JESUS P. GONZAGA, MR. SOLOMON D. MAYLEM, LEONORA C. MEDINA, CASIANO S. ALIPON,
Petitioners, v. HON. TEOFISTO T. GUINGONA, JR., in his capacity as Executive Secretary, HON.
RAFAEL ALUNAN, in his capacity as Secretary of Local Government, HON. SALVADOR
ENRIQUEZ, in his capacity as Secretary of Budget, THE COMMISSION ON AUDIT, HON. JOSE
MIRANDA, in his capacity as Municipal Mayor of Santiago and HON. CHARITO MANUBAY, HON.

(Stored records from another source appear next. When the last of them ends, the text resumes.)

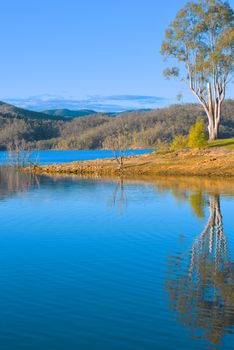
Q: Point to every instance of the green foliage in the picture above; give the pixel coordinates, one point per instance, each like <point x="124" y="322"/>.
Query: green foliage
<point x="197" y="137"/>
<point x="179" y="142"/>
<point x="162" y="146"/>
<point x="202" y="36"/>
<point x="142" y="129"/>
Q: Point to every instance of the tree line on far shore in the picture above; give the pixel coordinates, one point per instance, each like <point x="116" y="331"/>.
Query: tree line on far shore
<point x="141" y="129"/>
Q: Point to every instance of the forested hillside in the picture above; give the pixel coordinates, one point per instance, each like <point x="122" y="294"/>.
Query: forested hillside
<point x="141" y="128"/>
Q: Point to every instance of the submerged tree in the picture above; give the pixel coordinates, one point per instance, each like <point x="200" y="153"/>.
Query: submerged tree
<point x="202" y="38"/>
<point x="201" y="283"/>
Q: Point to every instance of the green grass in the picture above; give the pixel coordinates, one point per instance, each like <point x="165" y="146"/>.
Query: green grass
<point x="222" y="143"/>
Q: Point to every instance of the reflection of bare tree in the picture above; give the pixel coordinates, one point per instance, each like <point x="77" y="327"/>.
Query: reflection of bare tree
<point x="201" y="285"/>
<point x="12" y="181"/>
<point x="119" y="196"/>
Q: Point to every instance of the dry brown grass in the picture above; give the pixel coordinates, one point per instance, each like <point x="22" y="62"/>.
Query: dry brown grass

VICTORINO MIRANDA, JR., HON. ARTEMIO ALVAREZ, HON. DANILO VERGARA, HON. PETER DE
JESUS, HON. NELIA NATIVIDAD, HON. CELSO CALEON and HON. ABEL MUSNGI, in their capacity
as SANGGUNIANG BAYAN MEMBERS, MR. RODRIGO L. SANTOS, in his capacity as Municipal
Treasurer, and ATTY. ALFREDO S. DIRIGE, in his capacity as Municipal Administrator,
Respondents.
SYLLABUS
2. ID.; ID.; INCOME DEFINED. — Income is defined in the Local Government Code to be all revenues and
receipts collected or received forming the gross accretions of funds of the local government unit.
3. ID.; ID.; INTERNAL REVENUE ALLOTMENT (IRA) ARE ITEMS OF INCOME. — The IRAs are items of
income because they form part of the gross accretion of the funds of the local government unit. The IRAs
regularly and automatically accrue to the local treasury without need of any further action on the part of
the local government unit. They thus constitute income which the local government can invariably rely
upon as the source of much needed funds.
4. ID.; ID.; ANNUAL INCOME DEFINED. — Department of Finance Order No. 35-93 correctly encapsulizes
the full import of the above disquisition when it defined ANNUAL INCOME to be "revenues and receipts
realized by provinces, cities and municipalities from regular sources of the Local General Fund including
the internal revenue allotment and other shares provided for in Sections 284, 290 and 291 of the Code,
but exclusive of n.on.-recurring receipts, such as other national aids, grants, financial assistance, loan
proceeds, sales of fixed assets, and similar others" (Emphasis ours).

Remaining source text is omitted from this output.